Yes, unsurprisingly, it's left-hand drive. This may not be an issue for you, but some people just can't get used to it. So, try before you buy. Inside, those who’ve owned a recent Vauxhall or Chevrolet product will feel right at home. Elements like the steering wheel, indicator stalks and minor switchgear are lifted straight from the GM parts bin. As with most American performance cars, they’re cheaper than the equivalently performing European competition.

This is because the American manufacturers stereotypically spend their budget chasing performance, rather than fit and finish. This doesn’t mean that the Camaro interior is of a poor standard, however. It looks the part, and it’s a pleasant place to be, but it’s just not as upmarket as a Porsche or BMW. The instruments and controls are all well placed and intuitive to use, while the heads-up-display is unobtrusive and adds a little flair.

There’s also a neat cluster of ancillary gauges in front of the gear lever. Some trim is of a disappointing, however. Some areas, like the headlining and dash, seem cheap and thin in places. This contradicts with the overall solid feel of the car.

Although it’s a brash and aggressive coupe, the Camaro’s a comfortable place to be. Even across country at speed, you never feel unsettled. There’s plenty of room in the front, with a good range of seat adjustments. The steering wheel adjusts for rise and reach, meaning finding your ideal driving position isn’t complicated. Headroom is also acceptable, given the low roof line.

The Camaro’s front and rear pillars are quite substantial, and the windows narrow, which cuts your visibility. This can make the Camaro a little unnerving to drive in heavy traffic. Reversing can also be tricky but parking sensors are included and a rear view camera is available. The cabin is refined, with road, wind and engine noise being well muted.

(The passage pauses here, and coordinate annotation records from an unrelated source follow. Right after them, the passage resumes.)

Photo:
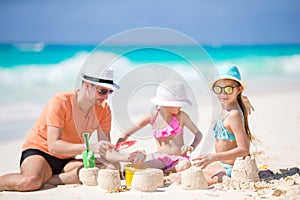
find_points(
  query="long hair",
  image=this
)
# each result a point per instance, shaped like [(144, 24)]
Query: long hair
[(245, 114)]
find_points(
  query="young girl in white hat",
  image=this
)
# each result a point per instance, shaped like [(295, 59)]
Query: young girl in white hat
[(168, 121), (231, 132)]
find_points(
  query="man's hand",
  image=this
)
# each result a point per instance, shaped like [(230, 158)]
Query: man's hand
[(101, 147)]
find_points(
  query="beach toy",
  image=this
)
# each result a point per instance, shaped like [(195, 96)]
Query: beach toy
[(125, 144), (89, 176), (144, 181), (159, 176), (130, 169), (244, 170), (88, 155), (109, 179), (193, 179)]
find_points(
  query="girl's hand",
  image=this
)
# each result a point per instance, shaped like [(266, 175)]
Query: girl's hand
[(137, 157), (247, 104), (101, 147), (203, 160), (187, 150)]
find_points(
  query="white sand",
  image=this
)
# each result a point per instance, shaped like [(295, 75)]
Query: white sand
[(276, 123)]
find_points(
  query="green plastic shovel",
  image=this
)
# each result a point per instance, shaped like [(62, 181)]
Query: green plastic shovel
[(88, 155)]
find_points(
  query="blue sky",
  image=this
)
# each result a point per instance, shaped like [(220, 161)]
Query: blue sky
[(208, 22)]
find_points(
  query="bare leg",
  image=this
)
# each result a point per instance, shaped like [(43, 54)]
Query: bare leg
[(69, 174), (35, 171)]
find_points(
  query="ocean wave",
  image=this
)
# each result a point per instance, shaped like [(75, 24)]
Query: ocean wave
[(37, 82)]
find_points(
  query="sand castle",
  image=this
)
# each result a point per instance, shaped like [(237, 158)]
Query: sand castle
[(89, 176), (193, 178), (109, 179), (159, 176), (245, 170), (144, 181)]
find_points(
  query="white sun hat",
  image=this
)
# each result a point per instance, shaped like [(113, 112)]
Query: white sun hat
[(100, 75), (171, 93)]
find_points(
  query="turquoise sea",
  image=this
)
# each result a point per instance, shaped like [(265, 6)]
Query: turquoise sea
[(30, 73)]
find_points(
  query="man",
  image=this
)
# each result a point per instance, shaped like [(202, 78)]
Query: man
[(48, 154)]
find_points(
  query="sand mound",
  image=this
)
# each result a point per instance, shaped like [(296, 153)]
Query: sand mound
[(193, 178), (88, 176)]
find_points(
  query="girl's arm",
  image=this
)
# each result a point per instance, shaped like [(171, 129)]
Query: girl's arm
[(236, 126), (193, 128), (142, 123)]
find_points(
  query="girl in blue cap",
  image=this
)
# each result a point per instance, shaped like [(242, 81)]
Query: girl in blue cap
[(231, 131)]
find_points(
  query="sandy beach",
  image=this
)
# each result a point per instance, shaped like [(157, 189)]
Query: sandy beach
[(275, 123)]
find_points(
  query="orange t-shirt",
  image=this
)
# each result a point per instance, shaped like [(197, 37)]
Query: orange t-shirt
[(63, 112)]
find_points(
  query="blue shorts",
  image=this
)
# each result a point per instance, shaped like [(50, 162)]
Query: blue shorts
[(56, 164), (227, 167)]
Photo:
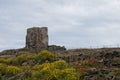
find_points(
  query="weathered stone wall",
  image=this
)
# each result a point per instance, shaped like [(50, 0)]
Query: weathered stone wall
[(37, 39)]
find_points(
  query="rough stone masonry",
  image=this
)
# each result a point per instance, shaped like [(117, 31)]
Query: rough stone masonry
[(37, 39)]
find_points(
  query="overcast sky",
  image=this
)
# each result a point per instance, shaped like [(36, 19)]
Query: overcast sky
[(72, 23)]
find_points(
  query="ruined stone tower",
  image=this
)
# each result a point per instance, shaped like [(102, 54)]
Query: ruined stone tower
[(37, 39)]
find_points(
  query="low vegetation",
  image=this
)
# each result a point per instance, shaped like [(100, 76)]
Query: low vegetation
[(47, 66)]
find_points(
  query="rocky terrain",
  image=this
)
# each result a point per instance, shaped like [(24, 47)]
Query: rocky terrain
[(40, 61)]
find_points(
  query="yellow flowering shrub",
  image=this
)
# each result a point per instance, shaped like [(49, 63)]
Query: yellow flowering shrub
[(13, 70)]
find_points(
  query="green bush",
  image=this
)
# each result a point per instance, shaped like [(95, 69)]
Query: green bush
[(2, 68), (45, 55)]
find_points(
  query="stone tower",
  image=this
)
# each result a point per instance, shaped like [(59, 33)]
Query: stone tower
[(37, 39)]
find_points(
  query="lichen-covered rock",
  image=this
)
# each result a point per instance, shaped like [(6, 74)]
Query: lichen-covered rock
[(37, 39)]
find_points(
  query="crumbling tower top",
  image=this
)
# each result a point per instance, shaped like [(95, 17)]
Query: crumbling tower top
[(37, 39)]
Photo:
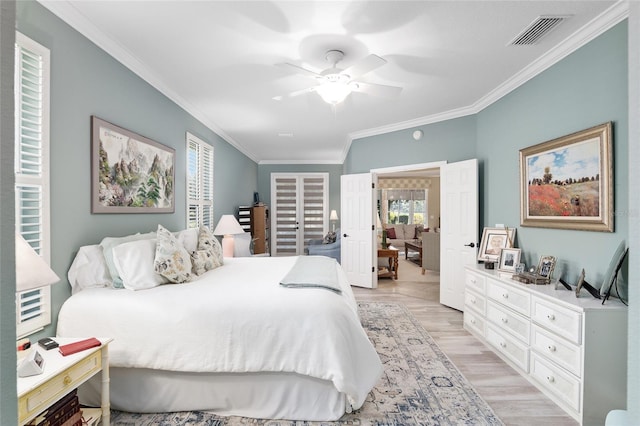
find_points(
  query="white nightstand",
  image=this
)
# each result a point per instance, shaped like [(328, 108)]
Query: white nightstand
[(61, 375)]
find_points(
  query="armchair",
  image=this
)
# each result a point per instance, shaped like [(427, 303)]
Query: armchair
[(316, 248)]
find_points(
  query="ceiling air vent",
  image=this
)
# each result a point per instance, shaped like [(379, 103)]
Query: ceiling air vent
[(537, 29)]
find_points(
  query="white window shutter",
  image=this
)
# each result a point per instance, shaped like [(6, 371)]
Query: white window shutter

For some, however, the relative silence of the V8 power plant may be as surprising as it is disappointing. That’s something that an aftermarket exhaust would easily correct, however. The ride is also impressive, although there is some vibration on certain surfaces. The Camaro doesn’t crash into potholes, despite its substantial alloy wheels, while its well-configured suspension helps it ride crests and bumps with ease.